I have a disease dataset, for this dataset. disease_rate is the dependant variable, and rest independant's.
data <- read.csv("H:/uni/MS_DS/disease.csv")
data
> data
radius texture perimeter area smoothness desease_rate
1 -0.018743998 0.002521470 -0.005025 0.0710 0.00000000 0.07
2 -0.027940652 0.003164681 -0.004625 0.0706 0.06476967 0.02
3 0.002615946 0.001328688 -0.005525 0.0726 0.06268457 0.07
4 0.041963329 0.002769471 -0.004325 0.0699 0.06013138 0.06
5 0.030261380 0.005725780 -0.003525 0.0695 0.05942403 0.04
6 -0.030559594 0.001576348 -0.002525 0.0695 0.06110087 0.05
7 0.002698690 -0.003028856 -0.006025 0.0706 0.06207810 0.07
8 -0.044996901 0.000617110 -0.009525 0.0691 0.05940039 0.05
9 0.022993350 -0.000637109 -0.015425 0.0695 0.05870643 0.03
10 0.001398530 -0.000470057 -0.017125 0.0705 0.05540871 0.01
11 0.026827990 0.000509490 -0.014025 0.0681 0.05588225 0.06
12 -0.076220726 0.001018820 -0.010225 0.0631 0.05515852 0.01
13 -0.021917789 0.000822517 -0.003925 0.0576 0.05584590 0.03
14 0.012491060 -0.007363090 0.005175 0.0569 0.05120000 0.03
15 0.038281834 -0.008005798 0.014975 0.0576 0.04940000 0.06
16 -0.033198384 0.000350052 0.022875 0.0564 0.04930000 0.01
17 -0.002358179 0.003846831 0.022675 0.0572 0.05050000 0.07
18 0.020808766 0.000536629 0.024575 0.0656 0.04820000 0.04
19 0.091888897 -0.002393641 0.009775 0.0761 0.04740000 0.07
20 -0.036293550 -0.002889337 0.001775 0.0828 0.04770000 0.01
PART 1: MANUAL VARIABLE SELECTION METHOD:
#Multiple Linear Model - fitting the model.

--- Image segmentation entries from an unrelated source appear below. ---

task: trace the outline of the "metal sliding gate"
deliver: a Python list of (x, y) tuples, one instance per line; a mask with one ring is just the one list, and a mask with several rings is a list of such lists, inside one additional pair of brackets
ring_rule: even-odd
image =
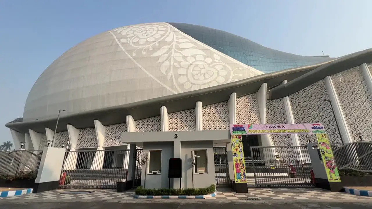
[(67, 151), (60, 187), (116, 188), (127, 180), (129, 157), (129, 149)]
[(311, 177), (312, 166), (307, 147), (250, 148), (252, 160), (250, 162), (251, 164), (249, 164), (251, 165), (256, 187), (314, 186)]
[(225, 147), (214, 147), (216, 185), (227, 185), (229, 181), (227, 152)]

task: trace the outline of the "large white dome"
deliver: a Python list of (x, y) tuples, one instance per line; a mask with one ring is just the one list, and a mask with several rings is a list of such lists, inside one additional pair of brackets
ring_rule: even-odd
[(23, 121), (119, 105), (225, 84), (262, 73), (166, 23), (117, 28), (67, 51), (40, 75)]

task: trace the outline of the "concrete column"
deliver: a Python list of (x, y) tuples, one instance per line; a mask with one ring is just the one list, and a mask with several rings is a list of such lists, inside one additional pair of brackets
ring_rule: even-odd
[(125, 147), (125, 149), (126, 151), (124, 151), (124, 162), (123, 163), (123, 169), (128, 169), (128, 167), (129, 166), (129, 155), (130, 155), (129, 152), (130, 151), (131, 145), (130, 144), (126, 144), (124, 145)]
[(229, 122), (230, 124), (236, 123), (236, 93), (230, 94), (227, 101), (227, 108), (229, 112)]
[[(182, 158), (181, 157), (181, 141), (177, 140), (177, 139), (175, 139), (174, 141), (173, 142), (173, 157), (174, 158)], [(182, 162), (182, 165), (185, 164), (184, 162)], [(184, 179), (185, 177), (185, 175), (184, 174), (184, 175), (182, 176)], [(181, 182), (181, 186), (182, 188), (185, 188), (185, 182), (184, 180)], [(180, 188), (180, 179), (179, 178), (173, 178), (173, 188), (177, 189)]]
[(333, 112), (334, 112), (334, 117), (336, 118), (336, 122), (339, 126), (342, 142), (345, 143), (352, 142), (353, 138), (350, 134), (347, 123), (345, 119), (343, 111), (342, 111), (342, 107), (339, 100), (339, 97), (337, 96), (337, 93), (333, 85), (332, 78), (328, 75), (326, 77), (324, 80), (326, 84), (326, 89), (328, 93), (331, 104), (332, 104), (332, 108), (333, 109)]
[(100, 170), (103, 167), (103, 159), (105, 158), (105, 148), (103, 147), (105, 142), (105, 133), (106, 131), (106, 126), (102, 124), (98, 120), (94, 120), (94, 126), (96, 130), (97, 144), (98, 147), (97, 151), (94, 154), (92, 165), (92, 170)]
[(68, 125), (67, 132), (70, 140), (70, 151), (65, 161), (63, 169), (65, 170), (74, 170), (76, 167), (77, 161), (77, 152), (76, 151), (77, 138), (79, 136), (79, 129), (72, 125)]
[[(54, 135), (54, 131), (47, 128), (45, 128), (45, 135), (46, 135), (46, 141), (53, 142), (53, 135)], [(55, 136), (54, 137), (56, 136)], [(52, 143), (49, 145), (49, 147), (51, 147)]]
[[(287, 83), (287, 80), (283, 81), (283, 84)], [(283, 98), (283, 104), (284, 105), (284, 109), (285, 110), (285, 115), (287, 117), (287, 121), (288, 124), (293, 124), (295, 123), (295, 118), (293, 116), (293, 112), (292, 111), (292, 107), (291, 105), (289, 97), (286, 96)], [(293, 146), (300, 146), (300, 140), (298, 134), (291, 134), (291, 139), (292, 141), (292, 145)], [(294, 155), (300, 162), (303, 160), (302, 152), (299, 148), (294, 148)]]
[(366, 84), (368, 87), (369, 93), (372, 95), (372, 75), (371, 75), (371, 72), (366, 63), (362, 64), (359, 67), (364, 78), (364, 80), (366, 81)]
[(161, 121), (161, 131), (169, 131), (169, 119), (167, 107), (160, 107), (160, 120)]
[(39, 146), (40, 144), (40, 141), (41, 140), (42, 134), (38, 133), (31, 129), (28, 129), (28, 132), (30, 134), (30, 137), (32, 143), (32, 146), (35, 150), (39, 149)]
[[(133, 119), (133, 117), (131, 115), (127, 115), (126, 116), (126, 130), (128, 132), (136, 132), (135, 122)], [(122, 141), (125, 141), (122, 138)], [(126, 178), (126, 180), (128, 181), (132, 181), (132, 186), (134, 185), (134, 180), (135, 180), (136, 170), (136, 145), (128, 144), (127, 149), (129, 149), (129, 155), (128, 157), (129, 162), (128, 163), (128, 170), (127, 173), (128, 176)], [(140, 169), (139, 172), (140, 171)], [(129, 182), (128, 182), (128, 183)]]
[(18, 150), (21, 147), (21, 143), (25, 142), (25, 134), (12, 129), (10, 130), (12, 137), (14, 142), (14, 148), (16, 150)]
[[(267, 84), (263, 83), (256, 93), (258, 103), (259, 112), (260, 115), (260, 122), (262, 124), (266, 124), (266, 101), (267, 100)], [(263, 147), (273, 147), (271, 137), (269, 134), (261, 135), (259, 136), (261, 138), (261, 144)], [(273, 148), (265, 148), (263, 157), (265, 160), (275, 160), (275, 150)], [(270, 165), (270, 161), (266, 161), (268, 165)]]
[(36, 149), (33, 148), (32, 142), (31, 140), (31, 136), (30, 136), (29, 133), (25, 134), (25, 144), (23, 146), (23, 148), (25, 148), (27, 150), (34, 150)]
[[(62, 148), (44, 148), (33, 192), (41, 192), (58, 189), (58, 182), (61, 177), (65, 151)], [(40, 184), (42, 184), (48, 186), (41, 186)]]
[(203, 131), (203, 111), (202, 102), (197, 102), (195, 104), (195, 125), (196, 131)]

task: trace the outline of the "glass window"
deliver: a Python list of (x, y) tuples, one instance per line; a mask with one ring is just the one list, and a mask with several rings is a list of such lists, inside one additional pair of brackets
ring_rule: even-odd
[(195, 158), (194, 173), (200, 174), (208, 173), (207, 151), (194, 150), (194, 157)]
[(148, 173), (160, 174), (161, 170), (161, 151), (150, 151), (148, 159)]

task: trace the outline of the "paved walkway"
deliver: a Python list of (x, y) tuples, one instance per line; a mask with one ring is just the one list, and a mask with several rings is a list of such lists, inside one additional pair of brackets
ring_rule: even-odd
[[(230, 192), (227, 188), (218, 188), (216, 197), (209, 199), (259, 200), (294, 199), (366, 199), (372, 200), (372, 197), (357, 196), (344, 192), (331, 192), (328, 190), (314, 188), (248, 188), (247, 193), (236, 193)], [(61, 194), (71, 191), (91, 191), (87, 194)], [(50, 200), (105, 200), (133, 199), (134, 190), (117, 193), (112, 189), (58, 189), (40, 193), (32, 193), (22, 196), (5, 197), (4, 199)]]

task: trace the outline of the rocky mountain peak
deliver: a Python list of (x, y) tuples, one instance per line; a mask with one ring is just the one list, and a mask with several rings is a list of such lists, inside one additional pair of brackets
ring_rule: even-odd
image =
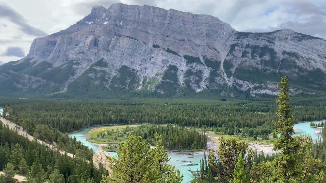
[(103, 6), (95, 6), (92, 8), (90, 15), (99, 20), (103, 18), (103, 14), (106, 12), (107, 10), (107, 9)]
[(258, 97), (277, 94), (284, 75), (292, 94), (322, 94), (325, 50), (324, 39), (290, 29), (244, 33), (207, 15), (96, 6), (0, 66), (0, 95)]

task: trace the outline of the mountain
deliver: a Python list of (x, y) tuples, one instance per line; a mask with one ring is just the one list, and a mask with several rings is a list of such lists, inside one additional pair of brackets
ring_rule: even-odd
[(237, 31), (218, 18), (148, 5), (93, 7), (0, 66), (0, 95), (257, 97), (324, 94), (326, 41), (289, 29)]

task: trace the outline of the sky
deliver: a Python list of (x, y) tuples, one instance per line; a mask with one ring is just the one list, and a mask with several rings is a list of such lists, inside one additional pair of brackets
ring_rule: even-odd
[(325, 0), (1, 0), (0, 65), (24, 57), (36, 38), (67, 28), (93, 6), (118, 3), (210, 15), (238, 31), (287, 28), (326, 39)]

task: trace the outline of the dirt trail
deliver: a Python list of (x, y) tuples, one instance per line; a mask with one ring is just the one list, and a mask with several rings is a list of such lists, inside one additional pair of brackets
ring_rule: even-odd
[[(5, 173), (4, 173), (3, 172), (0, 172), (0, 175), (4, 174)], [(26, 177), (24, 176), (20, 175), (15, 175), (15, 176), (14, 176), (14, 178), (17, 179), (20, 182), (24, 181), (26, 178)]]
[[(0, 172), (0, 176), (4, 174), (5, 173), (4, 173), (3, 172)], [(14, 178), (18, 180), (19, 182), (25, 182), (26, 177), (20, 175), (16, 175), (14, 176)], [(46, 181), (45, 182), (45, 183), (49, 183), (47, 181)]]
[[(13, 130), (17, 131), (18, 134), (27, 137), (28, 138), (28, 139), (31, 141), (32, 141), (34, 140), (34, 137), (33, 137), (33, 136), (27, 133), (27, 132), (26, 132), (26, 130), (23, 130), (22, 127), (21, 127), (18, 125), (16, 125), (16, 124), (15, 123), (12, 122), (9, 120), (7, 120), (2, 117), (0, 117), (0, 120), (1, 120), (1, 121), (2, 122), (2, 123), (4, 124), (4, 125), (7, 125), (7, 124), (8, 124), (9, 128), (11, 128)], [(44, 144), (46, 145), (47, 146), (49, 146), (50, 147), (50, 148), (52, 149), (56, 148), (55, 147), (55, 146), (51, 144), (47, 144), (44, 142), (39, 139), (37, 139), (37, 141), (40, 144)], [(60, 152), (60, 153), (62, 154), (64, 154), (66, 153), (66, 152), (65, 151), (61, 150), (59, 150), (59, 152)], [(71, 153), (67, 153), (67, 155), (69, 157), (71, 158), (74, 157), (74, 155)]]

multilinearmodel = lm(desease_rate ~ radius + texture + perimeter + area +
smoothness, data = df1)
summary(multilinearmodel)
Call:
lm(formula = desease_rate ~ radius + texture + perimeter + area +
smoothness, data = df1)
Residuals:
Min 1Q Median 3Q Max
-0.032172 -0.013960 -0.004256 0.013622 0.033051
Coefficients:
Estimate Std. Error t value Pr(>|t|)
(Intercept) 0.06616 0.06155 1.075 0.3006
radius 0.33809 0.14270 2.369 0.0327 *
texture 1.16524 1.54157 0.756 0.4623
perimeter -0.02464 0.46819 -0.053 0.9588
area -0.06218 0.82411 -0.075 0.9409
smoothness -0.36014 0.38102 -0.945 0.3606
---
Signif. codes: 0 ‘***’ 0.001 ‘**’ 0.01 ‘*’ 0.05 ‘.’ 0.1 ‘ ’ 1
Residual standard error: 0.0219 on 14 degrees of freedom
Multiple R-squared: 0.3298, Adjusted R-squared: 0.09049
F-statistic: 1.378 on 5 and 14 DF, p-value: 0.2909
> #Anova test.
> anova(multilinearmodel)
Analysis of Variance Table
Response: desease_rate
Df Sum Sq Mean Sq F value Pr(>F)
radius 1 0.0026031 0.00260313 5.4272 0.03531 *
texture 1 0.0002587 0.00025868 0.5393 0.47484
perimeter 1 0.0000134 0.00001340 0.0279 0.86964
area 1 0.0000012 0.00000118 0.0025 0.96109
smoothness 1 0.0004285 0.00042853 0.8934 0.36058
Residuals 14 0.0067151 0.00047965
---
Signif. codes: 0 ‘***’ 0.001 ‘**’ 0.01 ‘*’ 0.05 ‘.’ 0.1 ‘ ’ 1
> # AIC
> AIC(multilinearmodel)
[1] -89.2251
> # BIC
> BIC(multilinearmodel)
[1] -82.25498
here only radius had a p value - P <= 0.05, rest all other variable has p value greater that radius.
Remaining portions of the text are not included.